Simplificação e transparência são qualidades essenciais para a reforma tributária – o modelo brasileiro de tributação sobre a produção e o consumo permitem que o brasileiro tenha, no máximo, uma estimativa do valor de impostos embutidos no que adquire, ao contrário do que ocorre em outros países, onde a tributação é acrescentada no momento de pagar pelo item. Mas simplificação e transparência, sozinhas, não farão a reforma tributária de que o Brasil realmente necessita, e é este o ponto que nem a PEC 110 isoladamente, nem o conjunto de projetos de lei e PECs de reforma tributária apresentadas no Congresso Nacional parecem dispostos a enfrentar.

No mesmo evento, Rocha afirmou ter consciência de que, hoje, a maior parte da arrecadação do país vem dos impostos sobre produção e consumo. Toda a discussão recente sobre os combustíveis e o peso da tributação sobre seu preço final fizeram parte da população acordar para essa verdade. No entanto, esse tipo de tributo – seja oculto, seja transparente – é o que mais está em desacordo com o princípio da “justiça tributária”, que pode ser resumido na expressão “quem tem mais paga mais”. O rico que abastece seu automóvel ou compra alimentos paga, em cada litro de combustível ou quilo de arroz, o mesmo valor em impostos que os demais brasileiros, sejam da classe média ou pobres – valor que pode ser irrisório para o rico, mas que faria muita diferença para o orçamento dos mais pobres. O problema não é que esses tributos existam, mas que respondam por uma parcela da arrecadação total muito maior que impostos sobre patrimônio ou renda, que são cobrados de forma mais proporcional às posses de cada contribuinte e, assim, estariam em maior conformidade com a ideia de “justiça tributária”, necessária em um país desigual como o nosso.
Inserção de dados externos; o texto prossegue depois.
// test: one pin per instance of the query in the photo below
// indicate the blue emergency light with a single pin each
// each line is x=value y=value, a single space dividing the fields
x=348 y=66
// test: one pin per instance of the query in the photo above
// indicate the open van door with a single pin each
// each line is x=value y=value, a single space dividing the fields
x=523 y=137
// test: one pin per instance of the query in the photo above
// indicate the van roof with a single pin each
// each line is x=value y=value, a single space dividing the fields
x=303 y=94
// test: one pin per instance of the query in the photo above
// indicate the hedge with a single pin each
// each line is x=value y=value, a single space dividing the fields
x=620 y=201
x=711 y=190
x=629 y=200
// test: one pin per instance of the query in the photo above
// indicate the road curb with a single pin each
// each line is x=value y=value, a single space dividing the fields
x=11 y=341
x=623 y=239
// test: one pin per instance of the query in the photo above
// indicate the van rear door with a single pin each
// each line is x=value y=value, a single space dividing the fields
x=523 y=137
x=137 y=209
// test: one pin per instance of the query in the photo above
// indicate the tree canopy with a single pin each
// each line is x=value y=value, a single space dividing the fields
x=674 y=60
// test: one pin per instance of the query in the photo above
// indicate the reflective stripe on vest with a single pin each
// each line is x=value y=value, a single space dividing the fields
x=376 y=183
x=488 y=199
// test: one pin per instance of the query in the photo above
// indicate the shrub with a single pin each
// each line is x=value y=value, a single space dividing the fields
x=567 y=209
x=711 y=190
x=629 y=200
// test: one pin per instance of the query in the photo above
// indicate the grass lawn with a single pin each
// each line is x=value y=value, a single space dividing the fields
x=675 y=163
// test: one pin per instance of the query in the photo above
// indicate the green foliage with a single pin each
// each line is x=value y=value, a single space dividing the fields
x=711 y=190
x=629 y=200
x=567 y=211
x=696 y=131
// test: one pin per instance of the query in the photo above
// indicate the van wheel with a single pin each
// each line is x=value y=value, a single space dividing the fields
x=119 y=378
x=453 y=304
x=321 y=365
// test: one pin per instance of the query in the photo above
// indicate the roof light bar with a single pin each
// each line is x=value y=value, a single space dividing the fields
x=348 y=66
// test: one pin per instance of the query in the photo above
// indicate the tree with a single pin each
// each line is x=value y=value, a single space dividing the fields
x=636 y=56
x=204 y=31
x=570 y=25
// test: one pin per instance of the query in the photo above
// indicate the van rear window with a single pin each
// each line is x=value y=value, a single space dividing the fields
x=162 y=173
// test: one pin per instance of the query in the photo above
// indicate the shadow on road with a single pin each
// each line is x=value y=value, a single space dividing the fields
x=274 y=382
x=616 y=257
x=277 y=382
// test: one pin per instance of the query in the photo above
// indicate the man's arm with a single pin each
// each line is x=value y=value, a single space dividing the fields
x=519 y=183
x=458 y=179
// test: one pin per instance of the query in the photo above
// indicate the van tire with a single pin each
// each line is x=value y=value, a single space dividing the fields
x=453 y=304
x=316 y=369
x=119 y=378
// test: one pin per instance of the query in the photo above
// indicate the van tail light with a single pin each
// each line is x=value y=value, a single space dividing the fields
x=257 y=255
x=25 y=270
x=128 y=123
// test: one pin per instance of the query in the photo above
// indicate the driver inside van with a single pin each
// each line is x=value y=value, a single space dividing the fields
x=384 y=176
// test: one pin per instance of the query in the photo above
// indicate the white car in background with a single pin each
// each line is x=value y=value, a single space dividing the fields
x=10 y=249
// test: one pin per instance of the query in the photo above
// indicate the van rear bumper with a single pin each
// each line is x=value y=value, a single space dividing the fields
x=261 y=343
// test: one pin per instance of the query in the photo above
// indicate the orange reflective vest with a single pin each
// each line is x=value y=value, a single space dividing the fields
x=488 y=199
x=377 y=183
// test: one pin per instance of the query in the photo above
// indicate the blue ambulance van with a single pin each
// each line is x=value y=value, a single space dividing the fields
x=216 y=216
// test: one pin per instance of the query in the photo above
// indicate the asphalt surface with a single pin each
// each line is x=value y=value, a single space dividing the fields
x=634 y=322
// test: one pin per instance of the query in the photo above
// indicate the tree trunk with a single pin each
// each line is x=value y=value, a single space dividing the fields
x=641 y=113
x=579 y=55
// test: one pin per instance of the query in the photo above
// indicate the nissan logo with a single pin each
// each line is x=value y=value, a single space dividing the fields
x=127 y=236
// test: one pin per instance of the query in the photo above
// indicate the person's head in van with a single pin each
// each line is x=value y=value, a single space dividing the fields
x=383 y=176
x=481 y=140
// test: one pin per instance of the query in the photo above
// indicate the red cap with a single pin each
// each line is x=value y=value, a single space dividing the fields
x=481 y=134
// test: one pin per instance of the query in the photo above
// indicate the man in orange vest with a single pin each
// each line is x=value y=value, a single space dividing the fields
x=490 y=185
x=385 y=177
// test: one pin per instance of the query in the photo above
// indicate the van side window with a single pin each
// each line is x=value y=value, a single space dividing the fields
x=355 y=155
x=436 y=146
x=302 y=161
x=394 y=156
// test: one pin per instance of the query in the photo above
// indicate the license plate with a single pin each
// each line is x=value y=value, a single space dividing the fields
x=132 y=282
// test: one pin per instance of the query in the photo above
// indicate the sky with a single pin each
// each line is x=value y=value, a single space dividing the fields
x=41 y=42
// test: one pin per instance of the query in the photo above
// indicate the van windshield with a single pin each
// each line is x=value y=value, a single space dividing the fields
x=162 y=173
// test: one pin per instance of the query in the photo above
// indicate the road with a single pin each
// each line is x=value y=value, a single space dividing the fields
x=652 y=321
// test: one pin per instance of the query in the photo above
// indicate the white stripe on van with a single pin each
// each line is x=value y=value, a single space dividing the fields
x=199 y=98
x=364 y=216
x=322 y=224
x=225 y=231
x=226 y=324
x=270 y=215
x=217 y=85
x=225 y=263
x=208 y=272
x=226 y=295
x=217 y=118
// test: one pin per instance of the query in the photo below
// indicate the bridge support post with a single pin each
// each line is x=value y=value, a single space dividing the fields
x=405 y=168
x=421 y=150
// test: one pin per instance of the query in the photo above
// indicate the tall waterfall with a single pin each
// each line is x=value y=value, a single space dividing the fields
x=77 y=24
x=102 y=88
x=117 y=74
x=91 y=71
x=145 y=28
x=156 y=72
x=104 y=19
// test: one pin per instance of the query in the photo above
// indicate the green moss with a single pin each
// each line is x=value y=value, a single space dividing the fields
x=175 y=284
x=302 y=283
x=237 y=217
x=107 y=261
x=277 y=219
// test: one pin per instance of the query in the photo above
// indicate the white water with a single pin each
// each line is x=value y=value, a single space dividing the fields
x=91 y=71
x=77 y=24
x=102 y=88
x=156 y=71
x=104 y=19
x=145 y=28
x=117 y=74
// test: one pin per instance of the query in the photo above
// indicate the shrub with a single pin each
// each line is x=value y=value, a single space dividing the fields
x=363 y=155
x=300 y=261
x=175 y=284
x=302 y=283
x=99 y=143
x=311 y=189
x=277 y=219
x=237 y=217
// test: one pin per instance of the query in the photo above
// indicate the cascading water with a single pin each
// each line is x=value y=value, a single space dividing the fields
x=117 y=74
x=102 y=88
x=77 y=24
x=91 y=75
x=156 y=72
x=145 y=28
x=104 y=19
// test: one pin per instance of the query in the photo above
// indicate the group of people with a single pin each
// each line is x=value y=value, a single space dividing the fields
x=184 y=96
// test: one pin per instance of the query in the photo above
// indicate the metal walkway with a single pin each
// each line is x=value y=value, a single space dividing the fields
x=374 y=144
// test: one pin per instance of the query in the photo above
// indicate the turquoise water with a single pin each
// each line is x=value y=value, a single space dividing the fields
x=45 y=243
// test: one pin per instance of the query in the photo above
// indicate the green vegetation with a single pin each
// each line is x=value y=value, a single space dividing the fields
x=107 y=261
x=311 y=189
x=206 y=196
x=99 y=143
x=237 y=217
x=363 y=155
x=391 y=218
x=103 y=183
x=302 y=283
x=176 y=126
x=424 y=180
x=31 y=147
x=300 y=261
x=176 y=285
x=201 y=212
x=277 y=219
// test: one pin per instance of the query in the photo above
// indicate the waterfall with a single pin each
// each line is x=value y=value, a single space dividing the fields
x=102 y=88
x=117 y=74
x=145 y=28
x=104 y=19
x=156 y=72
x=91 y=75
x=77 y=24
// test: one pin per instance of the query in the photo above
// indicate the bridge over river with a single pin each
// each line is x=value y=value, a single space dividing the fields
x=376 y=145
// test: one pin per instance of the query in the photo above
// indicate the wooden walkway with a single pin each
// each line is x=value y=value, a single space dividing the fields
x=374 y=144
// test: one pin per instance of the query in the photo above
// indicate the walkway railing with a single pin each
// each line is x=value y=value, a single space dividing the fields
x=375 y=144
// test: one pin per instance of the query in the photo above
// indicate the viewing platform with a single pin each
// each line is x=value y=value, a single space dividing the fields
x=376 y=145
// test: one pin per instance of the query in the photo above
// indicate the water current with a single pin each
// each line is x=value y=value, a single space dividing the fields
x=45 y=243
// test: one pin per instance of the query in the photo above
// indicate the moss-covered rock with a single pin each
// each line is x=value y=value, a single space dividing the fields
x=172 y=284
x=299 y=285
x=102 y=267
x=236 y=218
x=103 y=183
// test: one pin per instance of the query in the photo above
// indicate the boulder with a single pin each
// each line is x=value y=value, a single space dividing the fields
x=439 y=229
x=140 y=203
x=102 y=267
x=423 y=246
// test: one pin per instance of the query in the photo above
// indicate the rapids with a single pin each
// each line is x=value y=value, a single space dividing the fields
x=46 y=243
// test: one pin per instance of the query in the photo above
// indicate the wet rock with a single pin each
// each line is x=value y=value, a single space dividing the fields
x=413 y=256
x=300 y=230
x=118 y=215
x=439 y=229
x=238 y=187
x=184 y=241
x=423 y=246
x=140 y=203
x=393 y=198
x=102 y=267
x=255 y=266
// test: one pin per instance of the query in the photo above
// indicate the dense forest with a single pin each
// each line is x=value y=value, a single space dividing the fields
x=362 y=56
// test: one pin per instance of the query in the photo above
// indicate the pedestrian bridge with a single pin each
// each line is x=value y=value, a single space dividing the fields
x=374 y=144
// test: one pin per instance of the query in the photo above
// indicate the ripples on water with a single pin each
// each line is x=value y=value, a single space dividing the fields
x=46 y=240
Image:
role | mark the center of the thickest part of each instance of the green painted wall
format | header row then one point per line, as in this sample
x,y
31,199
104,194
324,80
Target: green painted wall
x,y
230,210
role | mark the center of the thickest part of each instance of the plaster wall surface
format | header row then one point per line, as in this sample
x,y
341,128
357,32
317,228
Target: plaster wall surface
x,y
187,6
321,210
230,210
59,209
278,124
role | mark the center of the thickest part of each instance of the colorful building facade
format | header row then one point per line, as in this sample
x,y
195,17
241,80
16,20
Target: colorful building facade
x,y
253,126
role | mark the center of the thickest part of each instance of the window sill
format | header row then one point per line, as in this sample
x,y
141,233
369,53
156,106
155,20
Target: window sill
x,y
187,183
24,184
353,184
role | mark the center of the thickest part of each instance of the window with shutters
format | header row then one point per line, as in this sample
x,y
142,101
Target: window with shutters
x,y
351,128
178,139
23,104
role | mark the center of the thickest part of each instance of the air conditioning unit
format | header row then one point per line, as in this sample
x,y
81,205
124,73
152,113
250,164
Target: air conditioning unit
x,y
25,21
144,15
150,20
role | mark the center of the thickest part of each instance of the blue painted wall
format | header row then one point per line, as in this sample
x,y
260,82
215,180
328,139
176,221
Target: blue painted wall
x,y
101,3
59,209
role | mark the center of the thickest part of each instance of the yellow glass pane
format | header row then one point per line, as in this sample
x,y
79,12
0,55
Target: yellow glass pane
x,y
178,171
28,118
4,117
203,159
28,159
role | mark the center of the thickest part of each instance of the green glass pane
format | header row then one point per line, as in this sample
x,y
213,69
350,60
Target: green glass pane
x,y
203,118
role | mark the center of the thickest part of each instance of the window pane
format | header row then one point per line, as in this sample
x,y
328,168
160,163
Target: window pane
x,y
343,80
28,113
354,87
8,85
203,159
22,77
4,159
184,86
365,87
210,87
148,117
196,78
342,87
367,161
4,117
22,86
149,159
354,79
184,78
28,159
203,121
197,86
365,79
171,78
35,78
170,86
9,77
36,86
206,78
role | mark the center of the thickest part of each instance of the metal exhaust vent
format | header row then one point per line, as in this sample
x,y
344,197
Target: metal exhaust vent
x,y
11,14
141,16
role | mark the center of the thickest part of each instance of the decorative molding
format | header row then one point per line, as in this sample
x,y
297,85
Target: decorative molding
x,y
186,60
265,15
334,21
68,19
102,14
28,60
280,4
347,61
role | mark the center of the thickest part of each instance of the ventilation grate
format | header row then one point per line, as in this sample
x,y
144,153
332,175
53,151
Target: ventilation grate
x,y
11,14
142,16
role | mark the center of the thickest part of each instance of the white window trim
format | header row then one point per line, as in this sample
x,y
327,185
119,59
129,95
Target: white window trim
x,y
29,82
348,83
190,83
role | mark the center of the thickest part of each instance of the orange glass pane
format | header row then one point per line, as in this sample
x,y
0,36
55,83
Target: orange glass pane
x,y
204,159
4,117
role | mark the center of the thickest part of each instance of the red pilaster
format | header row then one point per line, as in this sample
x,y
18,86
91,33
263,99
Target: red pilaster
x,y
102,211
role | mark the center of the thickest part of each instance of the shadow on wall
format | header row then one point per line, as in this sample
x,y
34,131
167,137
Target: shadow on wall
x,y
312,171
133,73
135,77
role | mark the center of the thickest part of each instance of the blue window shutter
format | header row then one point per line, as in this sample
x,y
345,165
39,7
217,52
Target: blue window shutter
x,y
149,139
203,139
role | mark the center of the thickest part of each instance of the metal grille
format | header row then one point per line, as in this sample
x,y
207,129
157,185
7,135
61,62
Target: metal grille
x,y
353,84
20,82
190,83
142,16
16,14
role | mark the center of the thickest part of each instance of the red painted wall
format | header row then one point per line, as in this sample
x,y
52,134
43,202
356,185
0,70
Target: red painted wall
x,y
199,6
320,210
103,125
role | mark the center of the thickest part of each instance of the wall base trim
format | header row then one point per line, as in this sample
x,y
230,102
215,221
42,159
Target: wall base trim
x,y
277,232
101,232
O mais provável, à medida que avancem os projetos de reforma tributária hoje no Congresso, é que os progressos acabem se resumindo mais à simplificação e à transparência – necessárias, é preciso repetir – e a alguns ganhos específicos, como a correção de ao menos parte da defasadíssima tabela do Imposto de Renda Pessoa Física e, talvez, da desoneração da folha de pagamento, removendo um entrave para a geração de empregos. Ficará a impressão de que teria sido possível ir muito mais longe, reorientando a tributação brasileira para algo igualmente simples e transparente, mas também mais justo e que não onerasse demais os brasileiros mais pobres. No entanto, esta é uma tarefa complexa; com a intenção do Congresso de encerrar a discussão sobre a reforma até o fim do ano, parece impossível que uma guinada tão drástica seja feita em apenas um mês e meio.